Giorgia Sensi è traduttrice freelance dall’inglese di fiction, non-fiction e soprattutto poesia. Vive a Ferrara. Ha tradotto raccolte di Carol Ann Duffy, Jackie Kay, Gillian Clarke, Margaret Atwood, Eavan Boland, Kate Clanchy, Patrick McGuinness, John Barnie, Philip Morre, e altri ancora, e curato diverse antologie.
Fa parte della redazione di «Interno Poesia», blog e casa editrice, per la promozione della poesia.
È collaboratrice del Blog Rai, Poesia di Luigia Sorrentino.

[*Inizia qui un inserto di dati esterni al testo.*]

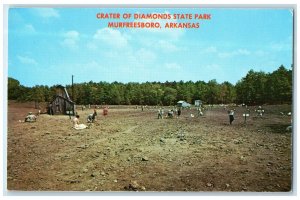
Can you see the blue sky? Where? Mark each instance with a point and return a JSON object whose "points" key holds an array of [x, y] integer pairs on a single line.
{"points": [[48, 45]]}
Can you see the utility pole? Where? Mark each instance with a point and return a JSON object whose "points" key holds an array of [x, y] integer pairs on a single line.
{"points": [[72, 89]]}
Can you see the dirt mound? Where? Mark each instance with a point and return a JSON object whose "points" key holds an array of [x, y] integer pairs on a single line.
{"points": [[132, 150]]}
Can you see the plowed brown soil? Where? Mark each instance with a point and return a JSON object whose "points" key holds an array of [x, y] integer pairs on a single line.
{"points": [[130, 149]]}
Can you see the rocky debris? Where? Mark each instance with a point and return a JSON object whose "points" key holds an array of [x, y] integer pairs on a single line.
{"points": [[134, 186]]}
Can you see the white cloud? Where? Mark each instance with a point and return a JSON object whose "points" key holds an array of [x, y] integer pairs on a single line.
{"points": [[166, 46], [172, 66], [111, 37], [145, 55], [29, 29], [167, 33], [239, 52], [71, 39], [210, 49], [281, 46], [27, 60], [47, 12], [260, 53]]}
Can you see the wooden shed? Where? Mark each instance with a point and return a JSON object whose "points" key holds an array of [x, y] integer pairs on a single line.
{"points": [[61, 103]]}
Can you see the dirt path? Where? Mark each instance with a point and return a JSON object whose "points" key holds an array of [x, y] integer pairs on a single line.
{"points": [[133, 150]]}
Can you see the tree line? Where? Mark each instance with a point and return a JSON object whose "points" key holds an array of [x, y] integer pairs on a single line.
{"points": [[253, 89]]}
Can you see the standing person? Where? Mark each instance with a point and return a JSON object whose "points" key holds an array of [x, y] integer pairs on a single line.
{"points": [[105, 111], [231, 116], [179, 112], [92, 117], [77, 125]]}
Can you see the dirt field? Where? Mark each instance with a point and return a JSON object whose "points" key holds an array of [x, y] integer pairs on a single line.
{"points": [[132, 150]]}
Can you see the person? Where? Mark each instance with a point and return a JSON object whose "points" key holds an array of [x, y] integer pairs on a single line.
{"points": [[179, 112], [105, 111], [30, 117], [260, 111], [200, 113], [170, 114], [159, 115], [231, 116], [77, 125], [92, 117]]}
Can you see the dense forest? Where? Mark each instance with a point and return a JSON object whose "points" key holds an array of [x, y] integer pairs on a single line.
{"points": [[253, 89]]}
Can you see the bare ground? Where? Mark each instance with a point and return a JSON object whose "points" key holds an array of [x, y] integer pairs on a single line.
{"points": [[133, 150]]}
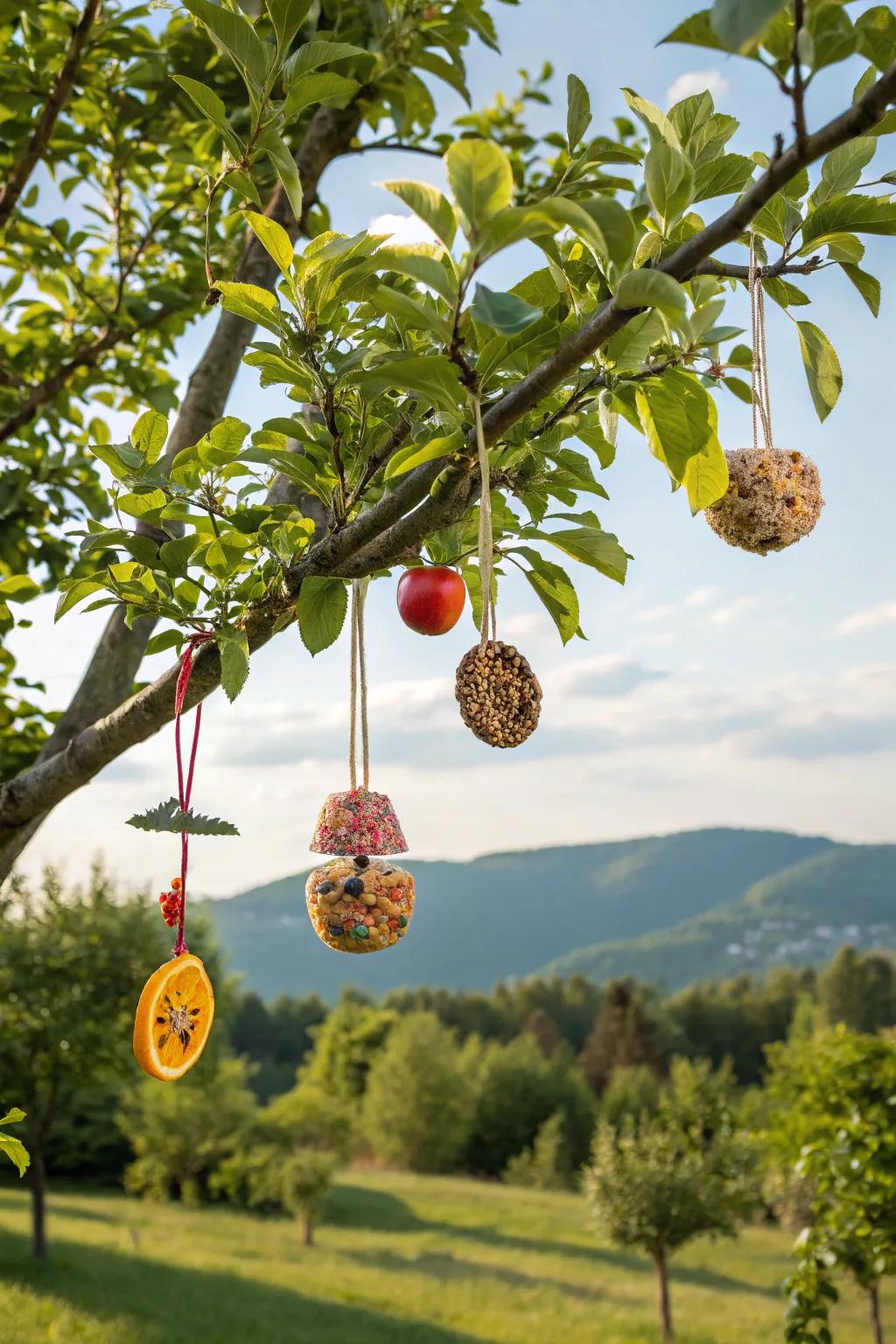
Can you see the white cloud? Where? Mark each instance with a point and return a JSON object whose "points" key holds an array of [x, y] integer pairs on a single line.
{"points": [[403, 228], [697, 80], [868, 620]]}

Le sue pubblicazioni più recenti, nel 2018:
La compagnia più bella, (The Bonniest Companie) Kathleen Jamie, Medusa Editore;
Scrutare gli orizzonti, (Sightlines) Kathleen Jamie, narrativa di viaggio, Luciana Tufani Editrice;
una raccolta di poemetti di Natale di Carol Ann Duffy, Un Natale inglese, con Andrea Sirotti, Le Lettere.
Nel 2019:
Déjà-vu, poesie scelte di Patrick McGuinness, IP Editore,
Falco e ombra, (Hawk and Shadow) antologia di poesie e prose di Kathleen Jamie, IP Editore;
La testa di Shakila, poesie e prose di Kate Clanchy, Lietocolle-gialla oro;
8 poesie di Jenny Mitchell per la rivista Versodove, n. 21;
Istantanea di ippopotamo con banane e altre poesie, (Snapshot of Hippo with Bananas and other poems) Philip Morre, IP.
La casa sull’albero, poesie scelte di Kathleen Jamie, Ladolfi Editore, 2016, ha vinto il Premio Marazza 2017 per la traduzione poetica.
Giorgia Sensi ha inoltre ricevuto il ‘Premio Nazionale per la Traduzione’ 2019, conferito da Ministero dei Beni e delle Attività Culturali.